Warm, cinnamon apples combine with a creamy custard for a fun twist on apple pie. Tip: The key to both a flaky piecrust and crisp streusel topping is to keep them as cold as possible before putting them into the oven.
Top tender apple cupcakes with a sweet and crunchy topping of brown sugar and almonds, then drizzle with a powdered sugar glaze. The amaretto adds an even more distinct almond flavor to the cupcakes, but if you don't have it, you can use almond extract instead.
Chicken Soup with Cabbage and Apple is the definition of hearty in a bowl. Earthy green cabbage mingles with moist shredded chicken, chicken sausage, and broth-soaked potatoes. Tart, crunchy apple slices add a fruity counterpoint to this German-inspired soup.

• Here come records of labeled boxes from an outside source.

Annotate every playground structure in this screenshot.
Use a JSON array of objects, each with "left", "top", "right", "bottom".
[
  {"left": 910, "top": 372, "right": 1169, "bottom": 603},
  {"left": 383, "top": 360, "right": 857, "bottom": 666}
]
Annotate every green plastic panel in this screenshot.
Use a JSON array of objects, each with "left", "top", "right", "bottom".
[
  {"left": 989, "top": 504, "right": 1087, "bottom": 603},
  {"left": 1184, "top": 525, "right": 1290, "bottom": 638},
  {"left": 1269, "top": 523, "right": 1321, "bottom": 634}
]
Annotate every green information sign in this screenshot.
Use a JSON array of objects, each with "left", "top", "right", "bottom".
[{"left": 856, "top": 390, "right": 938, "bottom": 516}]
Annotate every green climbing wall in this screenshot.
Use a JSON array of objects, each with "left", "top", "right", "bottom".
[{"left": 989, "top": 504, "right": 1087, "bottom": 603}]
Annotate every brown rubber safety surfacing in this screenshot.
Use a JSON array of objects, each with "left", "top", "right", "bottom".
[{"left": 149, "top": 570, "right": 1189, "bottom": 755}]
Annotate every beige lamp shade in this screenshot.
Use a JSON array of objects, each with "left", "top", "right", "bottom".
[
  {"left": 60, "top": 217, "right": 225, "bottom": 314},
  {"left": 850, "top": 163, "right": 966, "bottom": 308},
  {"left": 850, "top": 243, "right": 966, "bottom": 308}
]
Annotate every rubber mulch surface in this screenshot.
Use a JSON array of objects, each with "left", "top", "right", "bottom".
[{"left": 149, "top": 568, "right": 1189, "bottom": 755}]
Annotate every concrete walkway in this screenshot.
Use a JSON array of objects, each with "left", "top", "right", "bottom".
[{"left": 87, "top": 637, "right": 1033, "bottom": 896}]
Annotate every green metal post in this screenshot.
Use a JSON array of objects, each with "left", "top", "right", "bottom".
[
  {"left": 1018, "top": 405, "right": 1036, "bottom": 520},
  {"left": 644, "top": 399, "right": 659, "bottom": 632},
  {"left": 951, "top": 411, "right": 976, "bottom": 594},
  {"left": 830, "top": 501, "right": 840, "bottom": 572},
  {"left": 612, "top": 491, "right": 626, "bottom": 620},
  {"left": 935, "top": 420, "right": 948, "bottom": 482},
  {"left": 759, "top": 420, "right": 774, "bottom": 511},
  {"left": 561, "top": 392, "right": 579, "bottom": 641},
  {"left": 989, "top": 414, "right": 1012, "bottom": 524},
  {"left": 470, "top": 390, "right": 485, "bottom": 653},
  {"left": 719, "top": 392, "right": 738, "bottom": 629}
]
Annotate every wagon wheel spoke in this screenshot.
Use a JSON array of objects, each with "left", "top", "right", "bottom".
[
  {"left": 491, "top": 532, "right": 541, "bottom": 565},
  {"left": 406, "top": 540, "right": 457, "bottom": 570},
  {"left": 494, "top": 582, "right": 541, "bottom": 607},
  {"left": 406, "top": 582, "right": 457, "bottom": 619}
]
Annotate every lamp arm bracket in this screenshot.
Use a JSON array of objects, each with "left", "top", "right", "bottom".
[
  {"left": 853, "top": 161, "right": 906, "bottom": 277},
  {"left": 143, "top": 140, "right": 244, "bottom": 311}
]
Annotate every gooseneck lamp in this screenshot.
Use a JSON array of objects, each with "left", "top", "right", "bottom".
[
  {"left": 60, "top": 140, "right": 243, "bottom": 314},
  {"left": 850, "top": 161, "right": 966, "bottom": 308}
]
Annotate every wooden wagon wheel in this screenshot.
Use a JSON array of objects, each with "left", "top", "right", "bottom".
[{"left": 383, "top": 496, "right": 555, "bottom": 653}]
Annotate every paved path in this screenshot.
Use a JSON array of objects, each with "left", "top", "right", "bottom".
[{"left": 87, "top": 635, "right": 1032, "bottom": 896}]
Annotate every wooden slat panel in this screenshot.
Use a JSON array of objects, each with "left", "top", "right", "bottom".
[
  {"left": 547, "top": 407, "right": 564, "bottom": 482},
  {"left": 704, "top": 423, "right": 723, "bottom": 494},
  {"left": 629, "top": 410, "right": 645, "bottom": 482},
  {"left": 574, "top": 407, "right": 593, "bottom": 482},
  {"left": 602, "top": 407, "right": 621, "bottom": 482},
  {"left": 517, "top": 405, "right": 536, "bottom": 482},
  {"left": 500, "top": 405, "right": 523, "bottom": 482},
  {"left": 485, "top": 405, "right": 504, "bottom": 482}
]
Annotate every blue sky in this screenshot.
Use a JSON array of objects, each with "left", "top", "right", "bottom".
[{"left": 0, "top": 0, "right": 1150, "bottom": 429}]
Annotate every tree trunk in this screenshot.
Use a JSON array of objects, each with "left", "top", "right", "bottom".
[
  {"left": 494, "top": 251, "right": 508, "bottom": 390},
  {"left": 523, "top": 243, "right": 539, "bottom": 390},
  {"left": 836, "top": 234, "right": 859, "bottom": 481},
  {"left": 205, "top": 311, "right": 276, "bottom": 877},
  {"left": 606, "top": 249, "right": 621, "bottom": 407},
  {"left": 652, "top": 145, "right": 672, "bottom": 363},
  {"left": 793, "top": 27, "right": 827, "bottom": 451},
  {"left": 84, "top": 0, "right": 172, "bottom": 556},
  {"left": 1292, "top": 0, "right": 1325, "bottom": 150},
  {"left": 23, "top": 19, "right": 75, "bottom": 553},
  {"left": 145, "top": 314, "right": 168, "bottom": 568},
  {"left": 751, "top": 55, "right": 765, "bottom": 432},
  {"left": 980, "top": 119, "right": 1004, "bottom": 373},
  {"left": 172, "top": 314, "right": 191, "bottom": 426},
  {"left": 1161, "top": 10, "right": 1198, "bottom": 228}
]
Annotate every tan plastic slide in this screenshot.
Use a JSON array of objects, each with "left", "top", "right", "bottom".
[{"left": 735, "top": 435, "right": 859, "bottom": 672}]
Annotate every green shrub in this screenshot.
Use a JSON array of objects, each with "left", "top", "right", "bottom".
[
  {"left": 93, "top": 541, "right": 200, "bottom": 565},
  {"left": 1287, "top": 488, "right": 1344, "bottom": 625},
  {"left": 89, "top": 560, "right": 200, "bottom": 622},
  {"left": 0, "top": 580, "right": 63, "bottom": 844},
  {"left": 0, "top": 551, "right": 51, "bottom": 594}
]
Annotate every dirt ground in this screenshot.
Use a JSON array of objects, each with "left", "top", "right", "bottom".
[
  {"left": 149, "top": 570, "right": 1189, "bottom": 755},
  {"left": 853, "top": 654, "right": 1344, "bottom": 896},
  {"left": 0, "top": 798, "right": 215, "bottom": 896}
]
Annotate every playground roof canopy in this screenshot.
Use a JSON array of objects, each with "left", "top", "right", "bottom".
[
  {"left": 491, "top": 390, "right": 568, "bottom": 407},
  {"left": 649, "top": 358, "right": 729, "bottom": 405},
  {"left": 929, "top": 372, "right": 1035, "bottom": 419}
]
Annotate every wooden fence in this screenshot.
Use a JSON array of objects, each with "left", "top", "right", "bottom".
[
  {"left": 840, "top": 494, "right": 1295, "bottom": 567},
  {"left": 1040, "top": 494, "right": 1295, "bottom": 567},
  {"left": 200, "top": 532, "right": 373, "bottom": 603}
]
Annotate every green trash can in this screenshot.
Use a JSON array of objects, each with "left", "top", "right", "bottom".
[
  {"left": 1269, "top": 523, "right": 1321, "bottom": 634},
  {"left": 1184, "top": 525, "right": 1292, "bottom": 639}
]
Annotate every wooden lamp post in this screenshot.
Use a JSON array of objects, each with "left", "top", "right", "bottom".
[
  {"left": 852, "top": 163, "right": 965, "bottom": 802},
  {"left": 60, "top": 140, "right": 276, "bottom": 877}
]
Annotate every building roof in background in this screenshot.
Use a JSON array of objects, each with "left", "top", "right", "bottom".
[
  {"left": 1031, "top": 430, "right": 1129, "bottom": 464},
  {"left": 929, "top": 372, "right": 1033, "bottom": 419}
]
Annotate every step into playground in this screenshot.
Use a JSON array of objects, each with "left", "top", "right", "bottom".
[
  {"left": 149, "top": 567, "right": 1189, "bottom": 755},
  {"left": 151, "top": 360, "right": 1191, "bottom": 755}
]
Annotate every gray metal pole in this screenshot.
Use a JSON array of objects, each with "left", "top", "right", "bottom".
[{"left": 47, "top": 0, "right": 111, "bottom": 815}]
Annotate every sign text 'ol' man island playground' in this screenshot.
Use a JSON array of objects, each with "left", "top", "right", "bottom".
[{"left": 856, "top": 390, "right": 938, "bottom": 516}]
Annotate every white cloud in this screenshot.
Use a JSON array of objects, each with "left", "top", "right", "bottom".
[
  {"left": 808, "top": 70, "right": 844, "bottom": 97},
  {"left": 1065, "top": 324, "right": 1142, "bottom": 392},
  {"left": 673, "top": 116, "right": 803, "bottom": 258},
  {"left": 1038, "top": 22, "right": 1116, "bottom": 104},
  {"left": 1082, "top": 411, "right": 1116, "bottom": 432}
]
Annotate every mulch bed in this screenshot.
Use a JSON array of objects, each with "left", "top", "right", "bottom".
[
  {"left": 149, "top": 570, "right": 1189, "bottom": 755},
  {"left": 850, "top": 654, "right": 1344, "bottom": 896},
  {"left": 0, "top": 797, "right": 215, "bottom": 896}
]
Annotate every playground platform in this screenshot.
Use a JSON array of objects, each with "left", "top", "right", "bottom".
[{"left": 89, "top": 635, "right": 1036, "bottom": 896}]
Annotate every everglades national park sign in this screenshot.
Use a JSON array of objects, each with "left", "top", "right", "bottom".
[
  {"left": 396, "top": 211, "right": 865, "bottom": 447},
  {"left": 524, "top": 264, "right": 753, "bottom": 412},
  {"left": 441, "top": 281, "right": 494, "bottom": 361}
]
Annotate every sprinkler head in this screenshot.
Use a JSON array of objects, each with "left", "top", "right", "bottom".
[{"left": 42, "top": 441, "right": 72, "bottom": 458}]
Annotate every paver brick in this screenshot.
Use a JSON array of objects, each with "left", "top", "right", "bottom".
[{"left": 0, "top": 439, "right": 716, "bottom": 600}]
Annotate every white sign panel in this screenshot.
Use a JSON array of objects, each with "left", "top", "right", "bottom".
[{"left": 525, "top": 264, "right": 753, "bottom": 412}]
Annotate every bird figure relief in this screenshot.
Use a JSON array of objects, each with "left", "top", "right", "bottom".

This coffee cake is best served warm. To prepare ahead, cool completely, wrap (still in the pan) in foil, and leave out at room temperature for up to one day, or freeze for up to three months. To reheat thawed cake, unwrap and bake at 250° for 15 to 20 minutes.
"This slaw is a healthier version of an original family recipe. It is creamy and delicious, and takes about five minutes to make." -Kelly McWherter, Houston, TX
The dramatic presentation of this German pancake—it puffs up gloriously—as well as the recipe's rich, custardlike texture make it a morning delight. Use any type of firm, tart apple such as Granny Smith, pippin, Northern Spy, or Sierra Beauty.
Warm flavors like sage and cinnamon play up the contrast between the juicy pork chops and caramelized apples. Tart Granny Smiths and slightly sweeter Braeburn apples both work well for this dish.
Tart Granny Smith slices take the bite out of the sweet heat from the shrimp. This is easy for a weeknight meal but also unique for weekend entertaining.